00:12It's just so surprising after the fact where a song was born inside you can be received in so many
00:17different, really profound ways.
00:27Nick and I decided to move to Nowhere, Florida, and it took us two years to get this record going.
00:32We found ourselves just writing a bunch of kind of junk.
00:37It was like, it was kind of just like a lot of experimentation.
00:40Everything was fueled on Frasier and red wine.
00:42Yeah.
00:43By the time he showed me a little secret, he was like, sure, that's fine.
00:47That's easy.
00:48Let's do that one today.
00:50Let me know that I've done wrong when I've known this all along.
00:56I go around a time or two just to waste my time with you.
01:03A dirty little secret can be so ambiguous.
01:05In the context of the lyrics here, having this special thing that obviously to one party's
01:12side is something that there might be a little shame for and that the other party clearly
01:18knows that that's the case.
01:20I mean, I think I was 18 when I pinned this.
01:22And so it's just as simple as sort of pretending you're in a relationship that you don't want
01:27anybody to know about.
01:42This person clearly has made sacrifices for this relationship and clearly the narrator hasn't.

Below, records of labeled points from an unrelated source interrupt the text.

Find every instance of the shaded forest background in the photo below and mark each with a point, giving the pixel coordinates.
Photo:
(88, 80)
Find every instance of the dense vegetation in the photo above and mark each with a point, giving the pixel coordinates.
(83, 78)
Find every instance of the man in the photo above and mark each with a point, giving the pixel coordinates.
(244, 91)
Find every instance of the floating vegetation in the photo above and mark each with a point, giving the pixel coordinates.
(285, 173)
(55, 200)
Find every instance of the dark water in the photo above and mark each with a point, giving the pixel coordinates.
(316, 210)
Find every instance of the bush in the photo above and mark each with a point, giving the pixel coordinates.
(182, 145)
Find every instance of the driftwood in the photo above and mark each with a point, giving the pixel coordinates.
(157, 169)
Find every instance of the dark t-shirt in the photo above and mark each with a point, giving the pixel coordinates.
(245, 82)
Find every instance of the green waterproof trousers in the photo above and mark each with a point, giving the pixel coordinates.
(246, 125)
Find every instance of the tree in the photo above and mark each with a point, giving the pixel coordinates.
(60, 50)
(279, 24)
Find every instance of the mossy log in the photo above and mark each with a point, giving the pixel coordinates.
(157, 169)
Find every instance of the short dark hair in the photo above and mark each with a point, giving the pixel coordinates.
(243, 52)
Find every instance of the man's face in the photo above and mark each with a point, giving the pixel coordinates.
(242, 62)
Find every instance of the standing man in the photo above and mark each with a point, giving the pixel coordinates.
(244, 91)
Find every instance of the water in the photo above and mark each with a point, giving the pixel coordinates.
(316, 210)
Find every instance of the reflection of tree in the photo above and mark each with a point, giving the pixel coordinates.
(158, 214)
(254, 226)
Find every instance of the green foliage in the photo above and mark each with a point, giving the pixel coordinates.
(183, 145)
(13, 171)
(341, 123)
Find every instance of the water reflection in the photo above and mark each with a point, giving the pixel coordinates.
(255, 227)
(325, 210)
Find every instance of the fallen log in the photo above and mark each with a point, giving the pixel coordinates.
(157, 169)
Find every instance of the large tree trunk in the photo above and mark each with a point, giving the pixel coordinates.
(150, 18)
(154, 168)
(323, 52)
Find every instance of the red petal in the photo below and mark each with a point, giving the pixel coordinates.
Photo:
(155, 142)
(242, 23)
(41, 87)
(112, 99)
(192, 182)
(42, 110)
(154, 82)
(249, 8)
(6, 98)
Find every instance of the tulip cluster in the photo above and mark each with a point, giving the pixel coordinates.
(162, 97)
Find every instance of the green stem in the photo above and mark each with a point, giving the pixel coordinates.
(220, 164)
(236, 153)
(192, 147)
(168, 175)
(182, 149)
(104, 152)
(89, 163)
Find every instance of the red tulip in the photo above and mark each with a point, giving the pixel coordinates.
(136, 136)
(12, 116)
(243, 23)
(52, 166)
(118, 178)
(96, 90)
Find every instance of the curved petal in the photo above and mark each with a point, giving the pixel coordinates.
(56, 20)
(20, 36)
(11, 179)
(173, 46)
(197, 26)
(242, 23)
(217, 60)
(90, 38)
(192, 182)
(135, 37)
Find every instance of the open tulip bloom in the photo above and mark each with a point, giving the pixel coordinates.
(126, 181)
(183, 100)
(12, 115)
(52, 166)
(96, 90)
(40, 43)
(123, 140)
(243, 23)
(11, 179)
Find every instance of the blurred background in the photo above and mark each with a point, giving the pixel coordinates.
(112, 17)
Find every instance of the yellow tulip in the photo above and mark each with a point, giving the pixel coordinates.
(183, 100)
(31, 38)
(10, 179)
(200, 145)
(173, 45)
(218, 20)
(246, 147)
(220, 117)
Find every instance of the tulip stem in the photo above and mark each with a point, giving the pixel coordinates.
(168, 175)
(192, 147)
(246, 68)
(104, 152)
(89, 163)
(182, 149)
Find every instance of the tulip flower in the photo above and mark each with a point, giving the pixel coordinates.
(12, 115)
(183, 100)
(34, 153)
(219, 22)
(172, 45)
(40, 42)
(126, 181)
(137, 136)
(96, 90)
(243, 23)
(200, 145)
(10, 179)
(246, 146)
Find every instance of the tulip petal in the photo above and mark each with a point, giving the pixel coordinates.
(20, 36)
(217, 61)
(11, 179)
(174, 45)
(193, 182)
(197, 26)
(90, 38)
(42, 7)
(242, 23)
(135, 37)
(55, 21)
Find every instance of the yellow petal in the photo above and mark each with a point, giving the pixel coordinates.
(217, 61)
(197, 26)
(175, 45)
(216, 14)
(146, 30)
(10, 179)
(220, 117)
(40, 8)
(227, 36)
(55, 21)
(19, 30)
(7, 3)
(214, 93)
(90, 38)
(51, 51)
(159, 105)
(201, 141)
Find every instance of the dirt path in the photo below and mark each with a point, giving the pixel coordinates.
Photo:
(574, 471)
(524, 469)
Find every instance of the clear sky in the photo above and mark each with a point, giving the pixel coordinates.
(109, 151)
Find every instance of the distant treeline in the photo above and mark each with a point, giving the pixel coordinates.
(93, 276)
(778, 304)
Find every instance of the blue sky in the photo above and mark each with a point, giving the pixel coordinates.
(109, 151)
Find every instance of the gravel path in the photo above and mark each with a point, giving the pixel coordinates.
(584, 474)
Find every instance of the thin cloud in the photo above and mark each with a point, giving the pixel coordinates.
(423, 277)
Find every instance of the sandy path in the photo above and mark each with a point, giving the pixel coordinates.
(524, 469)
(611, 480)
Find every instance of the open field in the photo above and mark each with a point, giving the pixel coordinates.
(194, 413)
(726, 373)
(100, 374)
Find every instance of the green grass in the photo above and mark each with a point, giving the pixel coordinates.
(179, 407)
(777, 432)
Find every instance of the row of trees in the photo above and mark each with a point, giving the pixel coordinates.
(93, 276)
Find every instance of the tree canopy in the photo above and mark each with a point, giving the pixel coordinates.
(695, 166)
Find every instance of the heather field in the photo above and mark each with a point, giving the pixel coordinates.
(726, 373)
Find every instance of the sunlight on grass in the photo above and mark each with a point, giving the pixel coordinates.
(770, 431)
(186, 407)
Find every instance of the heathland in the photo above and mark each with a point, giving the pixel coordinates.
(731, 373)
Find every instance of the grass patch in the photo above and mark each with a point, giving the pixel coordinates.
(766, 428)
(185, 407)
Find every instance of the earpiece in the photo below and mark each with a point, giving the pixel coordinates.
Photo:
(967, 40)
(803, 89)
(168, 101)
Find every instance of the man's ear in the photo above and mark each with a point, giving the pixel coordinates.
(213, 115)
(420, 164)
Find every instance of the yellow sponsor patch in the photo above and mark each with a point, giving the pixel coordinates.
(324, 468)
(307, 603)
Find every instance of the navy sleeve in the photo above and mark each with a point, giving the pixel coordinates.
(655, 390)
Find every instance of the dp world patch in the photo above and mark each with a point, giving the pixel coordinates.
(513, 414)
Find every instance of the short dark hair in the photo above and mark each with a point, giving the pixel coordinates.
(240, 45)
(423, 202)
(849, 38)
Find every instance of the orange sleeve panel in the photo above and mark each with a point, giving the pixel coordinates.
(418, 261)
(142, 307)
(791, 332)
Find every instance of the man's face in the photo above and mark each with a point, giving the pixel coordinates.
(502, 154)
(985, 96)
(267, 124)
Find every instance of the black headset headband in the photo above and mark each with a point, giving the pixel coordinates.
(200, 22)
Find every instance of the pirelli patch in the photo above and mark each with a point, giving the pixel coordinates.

01:48And it's stringing them along.
01:51It's not really taking itself too seriously, but it's a common occurrence in a relationship
01:56where people are guarded and slow playing and one side's always running faster than the other.
02:02It's more fun if it's just ours.
02:22I remember just running around the kitchen chasing my girlfriend with this chorus and it was fun and it was
02:29silly.
02:30And I think that's sort of like the measurement for a good song when you're kind of casting
02:34it aside as, oh, this is just kind of silly fun.
02:50I think this couple is actually the part that actually people took their own takeaway from.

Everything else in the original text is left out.